🤖 AI Summary
This work addresses the challenge of semantic ambiguity in recognizing similar or complex daily activities using single-modality sensing. To overcome this limitation, the authors introduce a novel multimodal wearable dataset that, for the first time, synchronously integrates wrist-worn inertial measurement unit (IMU) data, environmental sensors (temperature, humidity, and barometric pressure), and audio signals. The dataset encompasses 15 categories of everyday activities, collected over more than 80 hours in the homes of 20 participants, with approximately three hours per participant meticulously annotated. Its scale is roughly six times larger than that of the largest existing comparable dataset. The study also releases open-source data loading and training code. Benchmark experiments demonstrate the complementary benefits of multimodal fusion and the model’s cross-user generalization capability, underscoring the novelty and practical utility of this contribution.
📝 Abstract
With each sensing modality exhibiting inherent strengths and limitations, multi-modal approaches for wearable Human Activity Recognition (HAR) are becoming increasingly relevant -- particularly for recognizing Activities of Daily Living (ADLs), where individual modalities often produce ambiguous signals for similar or complex activities. This work introduces HARMES, a multi-modal wearable dataset combining three wrist-recorded modalities: motion sensing via an Inertial Measurement Unit (IMU), atmospheric environmental sensors (humidity, temperature, and pressure), and audio.
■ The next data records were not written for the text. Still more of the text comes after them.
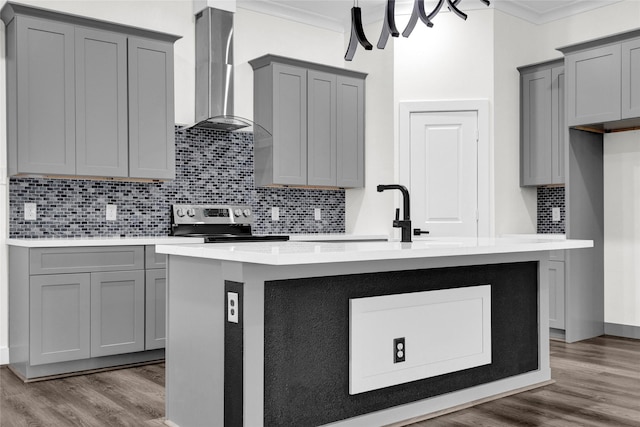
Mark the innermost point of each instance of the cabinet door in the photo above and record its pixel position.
(321, 128)
(350, 136)
(556, 294)
(45, 97)
(289, 125)
(594, 85)
(101, 103)
(631, 79)
(558, 125)
(59, 318)
(117, 312)
(156, 307)
(536, 128)
(151, 110)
Collected from 20 participants performing household activities in their own homes, HARMES totals over 80 hours of recorded data, with approximately three hours of labeled activity data per participant across 15 ADL classes. To the best of our knowledge, HARMES is the first dataset to combine this particular sensor trio, and it is nearly six times larger than the previously largest wrist-inertial-acoustic HAR dataset. In an extensive benchmark, we evaluate cross-subject generalization and conduct an ablation study revealing that modality contributions are activity-dependent and can provide complementary value, particularly for activities that are ambiguous from motion data alone. HARMES is freely available at Zenodo, alongside example code for loading the dataset and training models on GitHub.